Will Turkish Laicite Save The World?
[Originally published in Hurriyet Daily News]
An opinion piece published in these pages a few days ago was praising Turkey's self-styled secularism with generous words. This thing called laicite, originally an import from France, was, according to the argument, so great that now it was "becoming an asset for Turkey's relations with Europe." And the proof, the reasoning went, was that a few European countries were studying Turkey's Religious Affairs Directorate in order to train their own state-supported imams.
Well, I have hardly heard an argument that is this objectionable. And let me tell you why.
Laicite revisited
First of all, here is what I think: Secularism, in the sense of separation of religion and state, is something I am fully supportive of. For I do not want the state to tell me what is right or wrong in regard to religion. I also do not want a particular religious group to impose its own interpretation of religion on the state. Separate the two, and we will all be better off.
But Turkish laicite does not serve this liberalizing purpose. It has two main characteristics that are both pretty authoritarian. First, it wants to erase religion from public life by suppressing religious practices and symbols. The ban on the headscarf is a good example, among many others.
The second thing about Turkish laicite is that it totally dominates and manipulates religion for the state's purposes. It even wants to monopolize religion, for it does not allow the existence of any civil religious movement that is independent from the state.

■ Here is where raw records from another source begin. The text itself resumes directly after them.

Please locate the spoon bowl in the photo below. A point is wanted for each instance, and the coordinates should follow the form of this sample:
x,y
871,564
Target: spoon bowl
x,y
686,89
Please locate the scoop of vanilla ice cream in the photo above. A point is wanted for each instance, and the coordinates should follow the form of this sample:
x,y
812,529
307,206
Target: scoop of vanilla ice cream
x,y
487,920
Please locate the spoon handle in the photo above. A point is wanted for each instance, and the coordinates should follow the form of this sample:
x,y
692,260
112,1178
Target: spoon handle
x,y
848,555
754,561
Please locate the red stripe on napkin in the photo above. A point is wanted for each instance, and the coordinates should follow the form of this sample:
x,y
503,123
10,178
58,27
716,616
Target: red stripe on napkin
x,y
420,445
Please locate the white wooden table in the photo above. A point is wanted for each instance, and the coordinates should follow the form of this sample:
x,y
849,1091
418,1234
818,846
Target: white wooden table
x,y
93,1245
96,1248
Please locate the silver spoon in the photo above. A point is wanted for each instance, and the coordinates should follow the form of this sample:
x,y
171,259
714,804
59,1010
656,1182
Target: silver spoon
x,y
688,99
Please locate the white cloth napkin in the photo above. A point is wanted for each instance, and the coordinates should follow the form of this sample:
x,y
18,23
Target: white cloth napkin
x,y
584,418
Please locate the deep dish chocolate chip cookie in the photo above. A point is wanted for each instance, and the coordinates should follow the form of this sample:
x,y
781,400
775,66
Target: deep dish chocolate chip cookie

For example, all Sufi orders and other Islamic communities who have their own charismatic leaders have been officially banned in Turkey since 1924. This ban was quite strict in the heydays of laicite (1925 to 1950), and Islamic figures such as Said Nursi were jailed for simply writing books that praise Islam. Newpapers from the '30s were full of headlines about the followers of Nursi, or "Nurcus," arrested by the police with their "illegal materials," such as books, letters and prayer caps.
This ban has been softened over the years, and communities such as Nurcus have started to operate relatively freely, but they still feel themselves under threat. That is why, when you ask, they would hardly define themselves as a religious movement. They rather use euphemistic concepts such as culture, wisdom or even "love." This is not because they are dishonest. It is rather because they are living in a system in which any reference to religion is unwelcome and even dangerous.
Now, some secularist Turks who are articulate enough to chat with you on liberal democracy would tell you that this authoritarian laicite is actually good, for it saves us from a greater evil, which is fundamentalist Islam. "Had Atatürk not crushed those Islamic orders," they could even whisper to your ear, "we would not be looking over the Bosphorus and sipping these nice martini cocktails."
Well, do not buy into that. This argument presupposes that Turkey was something like the Taliban's Afghanistan before laicite saved us. The truth, however, was that Turkey had already been modernizing itself since early 19th century, and its Islam was hardly fundamentalist. (So, you would certainly be able to find bars in pre-Kemalist Istanbul, places where many Ottomans, including the young Mustafa Kemal Paşa, frequented.)
The connection between laicite and fundamentalism is actually the opposite of what the Turkish secularists argue. The former is not a precaution to the latter; they are rather the two sides of the same coin. By suppressing even the most moderate expressions of Islam, and impoverishing Islamic thought by closing down all of its institutions, laicite opened the way for a more unrefined, literalist and angry Islam that emerged in Turkey in the '70s. This trend soon created the "Milli Görüş" (National View) movement of Necmeddin Erbakan, which was a great step back from the Islamic liberalism that Ottoman intellectuals such as Namik Kemal were able to articulate a century before.
Diyanet matters
Finally, let's come to Turkey's Religious Affairs Directorate, or, as it is simply called in Turkish, the Diyanet. I, too, think positively about this institution, and its growing prestige in Europe and the Middle East. And it is true that the Diyanet is a part of the state system that laicite had formulated.
However, the institution is rooted in the Ottoman experience, and not in Turkish laicite's strong aversion to religion. The latter had allowed Diyanet only unwillingly and kept it quite weak until the Cold War when the Machiavellian Turkish state realized that a little bit of religion can be helpful against the communist threat.
Yet still, the Diyanet has remained highly unpopular among Turkey's conservative Muslims, for it was seen as a tool of the authoritarian state. This started to change in the last two decades when the Diyanet started to prove that it was not a yes-man of the laicite regime. The latter's ban on the headscarf, for example, was never supported by the Diyanet, and the latter kept on saying that it is an established practice in the Islamic tradition.
To sum it up, I should say Turkey indeed has an Islamic heritage that it can proudly share with the outside world. But that heritage was not produced by laicite. It rather has survived in spite of it.